M. Trump a évoqué ses « excellentes relations » avec M. Erdogan, qu’il a qualifié de « dur à cuire, très intelligent, et qui a fait quelque chose que personne n’a pu faire ».
Rappelant à M. Netanyahou l’importance de son influence, M. Trump a déclaré : « Tout problème que vous avez avec la Turquie, je pense que je peux le résoudre : « Tout problème que vous avez avec la Turquie, je pense que je peux le résoudre. Je veux dire, tant que vous êtes raisonnable, vous devez être raisonnable. Nous devons être raisonnables.
Trump a déjà testé ce levier. En 2018, lorsqu’il a exigé la libération du pasteur américain détenu Andrew Brunson, l’économie turque a plié sous les sanctions et le pasteur a été libéré. En 2019, Trump a écrit à Erdogan alors que ce dernier lançait une autre opération en Syrie : « Ne soyez pas un dur. Ne soyez pas un imbécile. »

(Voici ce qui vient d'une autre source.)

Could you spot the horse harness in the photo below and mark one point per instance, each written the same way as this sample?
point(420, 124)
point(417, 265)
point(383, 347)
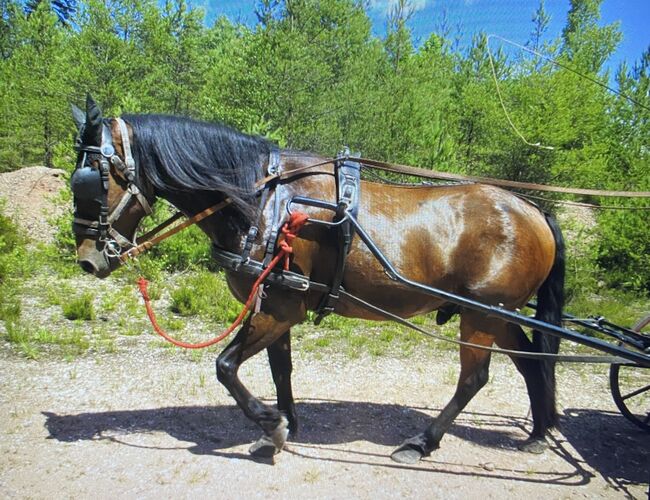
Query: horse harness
point(348, 190)
point(90, 188)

Pas de combat, juste du théâtre
« Il n’y a pas de combat », affirme M. Mahalli. « Il y a un partage des rôles. C’est un grand théâtre. Si ce n’était pas le cas, Saar ne serait pas à Abou Dhabi pour rencontrer le président émirati Mohammed bin Zayed, et le dirigeant kurde Nechirvan Barzani ne serait pas en route pour le forum diplomatique d’Antalya via les Émirats arabes unis. « Le convaincre de participer au forum ? Ils ont confié cette tâche à Erdogan », conclut-il.
Ashnas note que la dernière ouverture de la Turquie aux Kurdes – motivée par sa stratégie syrienne – n’est pas en contradiction avec la vision d’Israël. En fait, l’absence d’affrontements militaires au cours de la semaine écoulée suggère qu’un pacte discret avec les FDS est déjà en vigueur.
Ankara, qui affiche désormais son soutien à un modèle fédéral en Syrie, comme elle l’a fait en Irak, semble avoir accepté les limites imposées par les frappes israéliennes. Elle se contentera d’une influence sans armée, comme elle l’a fait au Liban. Ce faisant, elle reste résolument dans l’orbite stratégique définie par Washington et imposée par Tel-Aviv.